Ministers grumble that Europe dominates the headlines at the expense of their other policies. Yet they can hardly complain: David Cameron’s energies are inevitably channelled into a referendum that could end his premiership if the public votes to leave the EU. His “legacy agenda” will have to wait until after 23rd June– if he wins the referendum.

Other things are happening, as policies in the pipeline come through. A good and popular one takes effect on Friday when the £6.70-an-hour national minimum wage becomes a £7.20-an-hour national living wage, as announced in George Osborne’s Budget last summer.

It will give 4.5m people aged 25 and over on the minimum wage a 10 per cent pay rise, four times the national average. It is due to rise to £9 an hour by 2020.

While the Chancellor enjoyed stealing Labour’s clothes and colonising the political centre-ground, he can claim there is a big Conservative idea behind the policy: a higher wage, lower welfare society.

It will reduce state subsidies for low wages through tax credits (which, despite Osborne's U-turn last November, will still be cut eventually via Universal Credit). Higher wages mean people will spend more, creating a virtuous economic circle.

Yet there is a danger that this apparently generous policy could backfire on the Government by exacerbating the problems in our already creaking social care system.

Although Osborne has allowed local authorities to find extra money by raising council tax, the Local Government Association (LGA) warns that at least £330m of the extra £372m revenue raised for home and residential care will be soaked up by the living wage.

The LGA’s call for an immediate extra £700m for social care, rather than by 2020 as planned, is not special pleading. I have already seen with my own eyes the problems the living wage will cause in the sector.

My mother and my mother-in-law live in a residential and nursing home respectively. The overstretched staff in both are dedicated, but the service they can provide has declined in recent months in anticipation of higher wage bills.

At the same time, my mum’s fees were raised by eight per cent in January, with the private provider blaming the living wage “bombshell”.
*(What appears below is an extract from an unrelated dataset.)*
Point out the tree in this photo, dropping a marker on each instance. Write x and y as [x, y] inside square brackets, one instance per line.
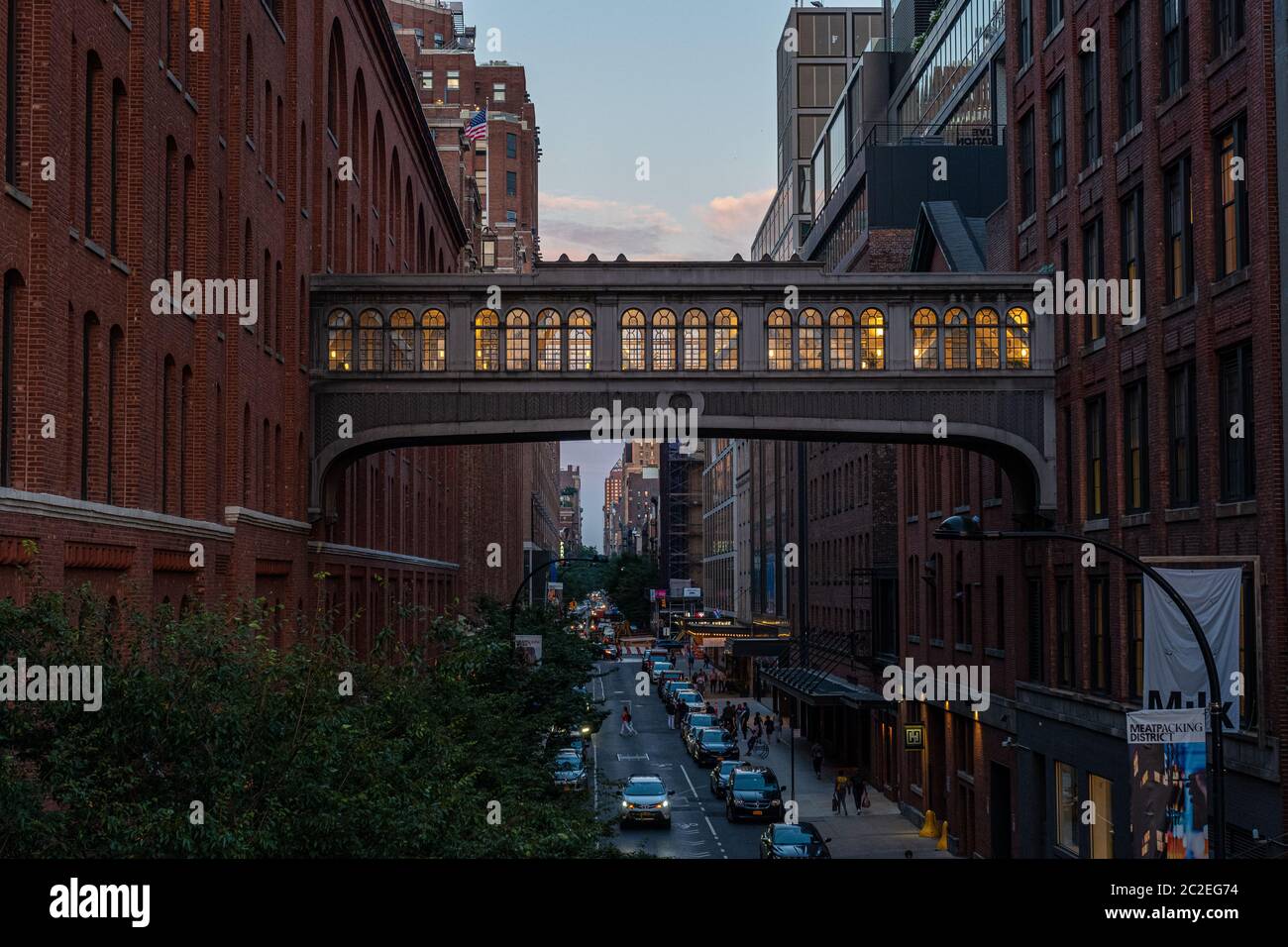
[202, 709]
Both homes are cutting back on staff cover. There is a growing reliance on agency workers, reducing the quality of care for the residents, who sometimes do not see a face they recognise for days.

Jeremy Corbyn was on to something at Prime Minister's Questions this month when he warned we are heading for an era of “agency Britain”. He cited similar problems in hospitals and schools. It is a theme that will resonate with millions, and could halt the Conservatives’ march on to the centre-ground if they fail to win people's trust on public services.

The living wage will also have a big impact in shops, hotels, restaurants and for administrative jobs.

Some employers are already trying to recoup all or part of the cost, for example by cutting bonuses or getting rid of higher payments for weekend working. Unusually, there seems to have been little analysis of the likely impact before the Chancellor announced his policy with a fanfare last July.

The blame for a full-scale social care crisis could fall on Osborne. Private providers are already shifting from delivering publicly-funded care to people who can afford to meet their full costs.

That is ominous; it will mean more old and sick people remaining in hospital because there will be nowhere else for them to go, in turn compounding the NHS funding squeeze.

One day, we will have a national care service. Politicians know it makes sense - but a big bang merger of the NHS and social care is still in the “too difficult” box.

It is time to get on with it. A properly funded, joined-up system would be a Compassionate Conservative legacy of which Cameron and Osborne could be proud.